There was an old custom, particularly in county Cork and one or two other places around Ireland that May Eve (April 30th) was celebrated as “Nettlemas Night”; nettles may be gathered for making soup and the children would play stinging games with a wand of nettles – stinging their friends and passers-by.
To that I would say in my best Dublin street trader call ‘Last of the dock leaves – five for fifty. Nifty for the sting’. But maybe you didn’t want the dock leaf to take away the sting with its antihistamine juice – maybe the sting was a good thing.
I’m not saying try this at home but there is a long folk use of deliberately sting oneself with nettles to switch on your anti-allergenic defence system – a sort of immunology against stronger histamine reactions at a later stage. The nettle sting has also been utilized as a counter irritant to musculoskeletal pain and in particular with rheumatism and arthritis. There’s even a name for it – urtification.

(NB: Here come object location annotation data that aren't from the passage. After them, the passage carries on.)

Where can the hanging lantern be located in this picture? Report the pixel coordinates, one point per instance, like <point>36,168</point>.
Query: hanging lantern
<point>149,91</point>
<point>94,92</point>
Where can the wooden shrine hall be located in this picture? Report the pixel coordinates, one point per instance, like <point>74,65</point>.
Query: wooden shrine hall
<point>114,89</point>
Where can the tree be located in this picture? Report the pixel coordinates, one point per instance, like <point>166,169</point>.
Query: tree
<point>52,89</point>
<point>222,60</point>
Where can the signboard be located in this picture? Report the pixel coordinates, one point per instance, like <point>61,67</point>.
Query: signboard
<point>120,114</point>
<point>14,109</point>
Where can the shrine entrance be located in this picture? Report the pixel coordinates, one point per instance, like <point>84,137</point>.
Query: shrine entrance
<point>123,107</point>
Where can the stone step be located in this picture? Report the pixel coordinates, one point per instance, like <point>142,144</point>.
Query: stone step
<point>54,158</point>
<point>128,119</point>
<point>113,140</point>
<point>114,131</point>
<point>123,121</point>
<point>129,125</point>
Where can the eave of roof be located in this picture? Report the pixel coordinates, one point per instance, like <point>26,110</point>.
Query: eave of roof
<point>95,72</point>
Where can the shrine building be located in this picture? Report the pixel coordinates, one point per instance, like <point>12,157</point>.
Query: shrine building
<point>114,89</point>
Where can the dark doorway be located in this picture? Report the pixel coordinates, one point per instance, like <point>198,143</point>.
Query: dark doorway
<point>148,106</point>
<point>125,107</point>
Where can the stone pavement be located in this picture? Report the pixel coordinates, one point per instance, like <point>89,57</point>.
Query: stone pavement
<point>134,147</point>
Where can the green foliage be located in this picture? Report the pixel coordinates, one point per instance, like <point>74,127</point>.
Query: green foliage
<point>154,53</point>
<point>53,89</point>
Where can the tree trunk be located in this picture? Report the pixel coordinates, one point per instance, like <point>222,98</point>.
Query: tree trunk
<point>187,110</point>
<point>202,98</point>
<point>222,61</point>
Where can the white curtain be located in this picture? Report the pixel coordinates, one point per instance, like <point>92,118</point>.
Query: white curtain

Ok, if you’re not up for the welts, there is always the nutritional therapy – another Irish tradition was/is the practice of taking 3 meals of nettles in May to guard against illness or any weakness occurring for the rest of the year.
simple as nettlemas soup
Ingredients
- 1½ cups young nettle tops
- 1 large potato
- 1 small onion or some scallions
- ½ cup cream
- Water
- Salt and pepper to season
Method
Finely dice an onion and sauté until translucent. Peel, wash and quarter a large potato – and add to the pot; cover with water, bring to a boil then and simmer for 5-10minutes until potato pieces soften through. Prep the nettles – heat exposure disarms the sting, this can be a wilting in a hot pan or a rinse under some boiling water. Roughly chop nettles and add to pot with cooked onion – add a little extra water if required to cover, bring back to a boil and simmer for a further 3minutes to cook nettles through. Liquidize to smooth soup, season with salt and pepper. Fold in cream or drizzle a swirl on top. Serve up and enjoy.